Flying butt: the world's largest aircraft launched in the UKBy Pictolic https://pictolic.com/article/flying-butt-the-worlds-largest-aircraft-launched-in-the-uk.html
The world's largest aircraft has embarked on its first flight in the UK. The 92-meter Airlander is part airplane, part helicopter and part airship. It was recently renovated and renovated. The aircraft, which resembles an onion in shape, received the nickname "flying ass".
(10 photos in total)
Photographers and just curious gathered in the city of Cardington (Bedfordshire) to see with their own eyes the first flight of the celestial giant.
After the launch, the creators called Airlander "a great British innovation." They quite reasonably believe that this is a serious milestone in the history of aeronautics, because the disaster of the Hindenburg airship in 1937 put an end to the development of this type of air transport for a long time.
"We managed to create a combination of such types of air transport as an aircraft with an unchangeable wing geometry, a helicopter and an airship," said Stephen McGlennan, CEO of Hybrid Air Vehicles (HAV).
The Airlander is designed in such a way that it consumes less fuel than an average aircraft, but is able to carry heavier loads than a classic airship. It can climb to a height of almost 5 kilometers, travel at a speed of up to 144 kilometers per hour and stay in the air for up to two weeks in a row.

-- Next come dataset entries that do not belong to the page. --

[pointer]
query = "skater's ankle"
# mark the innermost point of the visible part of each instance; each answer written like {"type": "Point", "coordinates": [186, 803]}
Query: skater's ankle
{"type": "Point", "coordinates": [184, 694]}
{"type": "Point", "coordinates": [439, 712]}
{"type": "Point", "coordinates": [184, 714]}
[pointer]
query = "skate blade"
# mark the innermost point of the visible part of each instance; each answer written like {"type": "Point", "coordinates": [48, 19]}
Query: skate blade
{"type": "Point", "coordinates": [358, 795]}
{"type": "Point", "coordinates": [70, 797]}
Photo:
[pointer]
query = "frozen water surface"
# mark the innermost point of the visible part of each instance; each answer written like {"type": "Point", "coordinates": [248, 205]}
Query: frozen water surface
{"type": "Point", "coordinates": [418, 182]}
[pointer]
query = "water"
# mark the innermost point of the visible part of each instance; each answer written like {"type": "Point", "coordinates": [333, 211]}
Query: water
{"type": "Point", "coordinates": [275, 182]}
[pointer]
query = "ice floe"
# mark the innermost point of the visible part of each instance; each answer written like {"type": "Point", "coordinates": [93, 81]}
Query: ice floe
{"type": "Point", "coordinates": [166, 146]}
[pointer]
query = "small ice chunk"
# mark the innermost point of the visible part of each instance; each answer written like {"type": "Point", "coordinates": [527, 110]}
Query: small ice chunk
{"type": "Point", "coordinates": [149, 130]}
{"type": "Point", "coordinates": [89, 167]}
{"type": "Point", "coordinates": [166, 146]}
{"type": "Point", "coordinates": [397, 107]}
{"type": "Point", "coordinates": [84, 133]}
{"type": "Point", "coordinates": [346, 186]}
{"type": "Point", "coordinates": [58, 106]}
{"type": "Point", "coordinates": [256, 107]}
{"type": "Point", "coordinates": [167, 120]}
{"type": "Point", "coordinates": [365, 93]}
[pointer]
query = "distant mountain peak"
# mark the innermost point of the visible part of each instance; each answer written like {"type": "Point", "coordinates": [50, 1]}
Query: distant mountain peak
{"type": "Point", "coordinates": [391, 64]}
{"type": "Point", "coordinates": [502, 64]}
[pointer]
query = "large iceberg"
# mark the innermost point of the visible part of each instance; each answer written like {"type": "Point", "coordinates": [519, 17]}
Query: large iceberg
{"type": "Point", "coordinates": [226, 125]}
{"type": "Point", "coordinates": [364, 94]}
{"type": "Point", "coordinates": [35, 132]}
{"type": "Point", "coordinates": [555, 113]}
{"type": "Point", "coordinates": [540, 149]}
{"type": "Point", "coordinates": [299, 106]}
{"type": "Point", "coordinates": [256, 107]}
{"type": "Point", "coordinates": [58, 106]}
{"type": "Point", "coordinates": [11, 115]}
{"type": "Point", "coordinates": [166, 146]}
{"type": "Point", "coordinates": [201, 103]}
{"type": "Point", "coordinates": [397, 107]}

Initially, the Airlander was created for the US Army, whose representatives planned to use it for surveillance in Afghanistan. However, in 2013, this program was closed, and then HAV, firmly wishing to proclaim a new era in the history of airships, had to look for other sources of financing, including among government agencies and private investors.
Airlander was created in Cardington, where airships for the British Army were built during and after the First World War. However, that program was closed in 1930, after an accident in which 50 people died, among whom was the Minister of Air Transport. This incident and others — including the Hindenburg accident in 1937, which killed 35 people — for a long time buried the dream of the widespread use of airships for transportation.
"Imagine a huge helicopter. This thing can do all the same things, and it doesn't even need a runway. Plus, it can cover much more serious distances, it is cheaper and more environmentally friendly," said Stephen McGlennan.
Unlike hydrogen, which was used in airships of that time, helium does not pose such a danger.
Steven is also confident that Airlander will be popular for both civilian and military needs, as it has a huge potential for data collection and video surveillance.